Zu tragisch für Mitleid

Doch ist der Anlass selbst zu tragisch für Mitleid. Dieses ist ein nichtiges Gefühl angesichts der Chuzpe, mit der die wirtschaftlichen und politischen Eliten eines Bundeslandes die Gesundheit nicht nur der Bevölkerung des restlichen Österreichs, sondern auch der Länder der Europäischen Union gefährden.

Im übrigen bin ich der Ansicht, dass #ZeroCovid die einzige Chance wäre, würde sie nur ergriffen, um dem Virus in kurzer Zeit Schachmatt zu bieten.


Christian Promitzer ist Historiker an der Universität Graz. Er hat sich in den letzten 10 Jahren mit Medizingeschichte befasst, besonders mit den Themen Quarantäne, Pest und Cholera. Zudem ist er Mitglied der KPÖ.


Zur zivilgesellschaftlichen Petition des Semiosisblogs: Minister Anschober: Act now! Weisen Sie einen Lockdown für Tirol an!

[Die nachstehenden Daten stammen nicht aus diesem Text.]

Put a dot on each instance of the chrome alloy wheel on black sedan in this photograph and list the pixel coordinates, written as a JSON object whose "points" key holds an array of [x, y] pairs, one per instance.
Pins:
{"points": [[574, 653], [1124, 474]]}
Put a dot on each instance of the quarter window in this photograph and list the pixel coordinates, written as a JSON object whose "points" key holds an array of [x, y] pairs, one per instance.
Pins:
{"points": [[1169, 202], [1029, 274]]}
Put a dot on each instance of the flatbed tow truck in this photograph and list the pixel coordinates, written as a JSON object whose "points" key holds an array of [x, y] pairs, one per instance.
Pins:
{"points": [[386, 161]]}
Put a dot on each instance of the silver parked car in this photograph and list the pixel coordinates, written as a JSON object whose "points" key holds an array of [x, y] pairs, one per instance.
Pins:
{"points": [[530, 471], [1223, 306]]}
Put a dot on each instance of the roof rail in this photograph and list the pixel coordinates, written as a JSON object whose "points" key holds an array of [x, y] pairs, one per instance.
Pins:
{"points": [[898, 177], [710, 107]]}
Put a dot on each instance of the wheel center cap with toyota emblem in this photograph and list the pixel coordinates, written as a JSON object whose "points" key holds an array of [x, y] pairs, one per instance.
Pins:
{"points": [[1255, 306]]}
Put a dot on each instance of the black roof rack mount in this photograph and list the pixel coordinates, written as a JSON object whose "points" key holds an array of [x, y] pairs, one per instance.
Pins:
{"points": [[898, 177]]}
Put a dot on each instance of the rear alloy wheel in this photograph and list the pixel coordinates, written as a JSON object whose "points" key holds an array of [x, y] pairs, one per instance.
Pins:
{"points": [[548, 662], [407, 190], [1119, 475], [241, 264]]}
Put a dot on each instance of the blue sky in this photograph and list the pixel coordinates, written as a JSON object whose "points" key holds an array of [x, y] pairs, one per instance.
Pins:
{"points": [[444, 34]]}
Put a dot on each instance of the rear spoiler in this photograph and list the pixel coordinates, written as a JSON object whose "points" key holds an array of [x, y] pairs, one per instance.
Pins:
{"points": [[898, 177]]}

Fotohinweis: https://commons.wikimedia.org/wiki/File:Ischgl_2009_kuhstall.jpg?uselang=de

1 Gedanke zu „Das Beste im Rahmen der gegebenen Machtverhältnisse ist einfach nicht gut genug!“

  1. Es läuft wieder alles so wie der Kurze es will. Ganz klar ohne Rücksicht auf Verluste. Als Tiroler Bürger darf ich mich von den Wienern wieder mal einsperren lassen, weil gewisse Leute wiedermal nicht ihren Job gemacht haben wie so schön heißt. Wenn ich zum Friseur will brauche ich einen Corona Test nicht älter als 48 Stunden, wenn ich zum Schifahren will mit Gondelbahn dann auch. Super was kommt denn als nächstes ?Unser LH Platter hat erst getönt „Beim Schifahren kann man sich nicht ansttecken ! Jetzt also doch. Solche Typen wie den nennt man Fähnchen im Wind. Das passt.